- Directed by: Richie Mehta
- Screenplay by: Richie Mehta; Anu Singh;
- Based on: I, Phoolan - The Autobiography of India's Bandit Queen by Phoolan Devi
- Produced by: Shareen Mantri Kedia; Kanwal Kohli; Kishor Arora; Richie Mehta;
- Starring: Sneha Kumari; Anurag Thakur; Vikram Pratap Singh; Aakash Dahiya; Prateek Pachouri; Devdutt Banodiya;
- Cinematography: Pip White
- Edited by: Beverley Mills
- Music by: Andrew Lockington
- Production companies: Namah Pictures; Amazon MGM Studios;
- Distributed by: Prime Video
- Release date: 16 September 2026 (TIFF);
- Running time: 112 minutes
- Country: India
- Language: Hindi

= Phoolan (film) =

2026 Indian biographical film

Phoolan is a 2026 Indian Hindi-language biographical drama film co-written and directed by Richie Mehta. The film set in a village in Uttar Pradesh, India, depicts intriguing 48 hours in the life of the most famous female dacoit in the history of India, Phoolan Devi. Based on I, Phoolan - The Autobiography of India's Bandit Queen by Phoolan Devi, and produced by Amazon MGM Studios it is an original Prime Video film.

The film had its world premiere in Special Presentations at the 2026 Toronto International Film Festival on 16 September 2026.

==Cast==
- Sneha Kumari
- Anurag Thakur
- Vikram Pratap Singh
- Aakash Dahiya
- Prateek Pachouri
- Devdutt Banodiya

==Production==

In March 2026, Prime Video India unveiled 54 new series and films at its "Prime Video Presents" showcase, which included Phoolan. The film, written and directed by Richie Mehta, depicts a dramatic story from Phoolan Devi's life. It focuses on a tense 48-hour standoff in the Chambal region, where she was surrounded by thousands of armed men.

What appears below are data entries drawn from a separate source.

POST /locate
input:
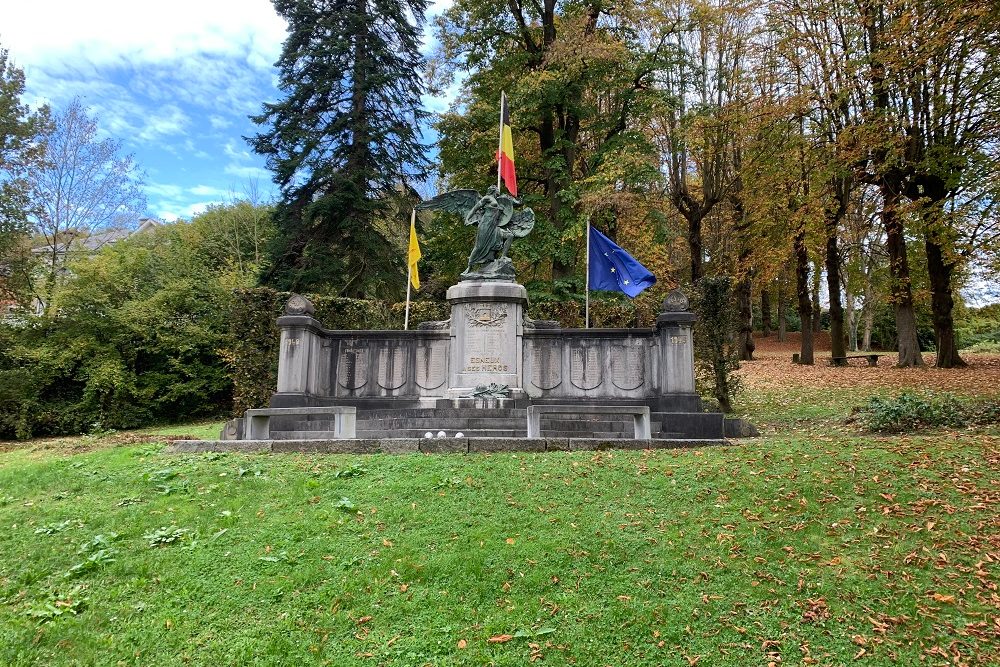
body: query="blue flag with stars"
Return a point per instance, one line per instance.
(614, 270)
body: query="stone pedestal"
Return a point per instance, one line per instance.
(486, 336)
(674, 326)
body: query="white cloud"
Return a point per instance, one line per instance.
(119, 32)
(247, 172)
(219, 123)
(208, 191)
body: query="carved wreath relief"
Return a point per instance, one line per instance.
(628, 366)
(486, 314)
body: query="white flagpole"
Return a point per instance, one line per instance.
(503, 97)
(586, 316)
(409, 271)
(406, 319)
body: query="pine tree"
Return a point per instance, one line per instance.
(342, 140)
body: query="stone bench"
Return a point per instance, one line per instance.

The film is produced by Shareen Mantri Kedia, Kishor Arora, Kanwal Kohli and Richie Mehta. It stars Sneha Kumari as Phoolan Devi, with Anurag Thakur, Aakash Dahiya, Vikram Pratap Singh, Prateek Pachori and Dev Dutt Budholiya playing key roles.

==Release==
Phoolan had its world premiere in Special Presentations at the 2026 Toronto International Film Festival on 16 September 2026.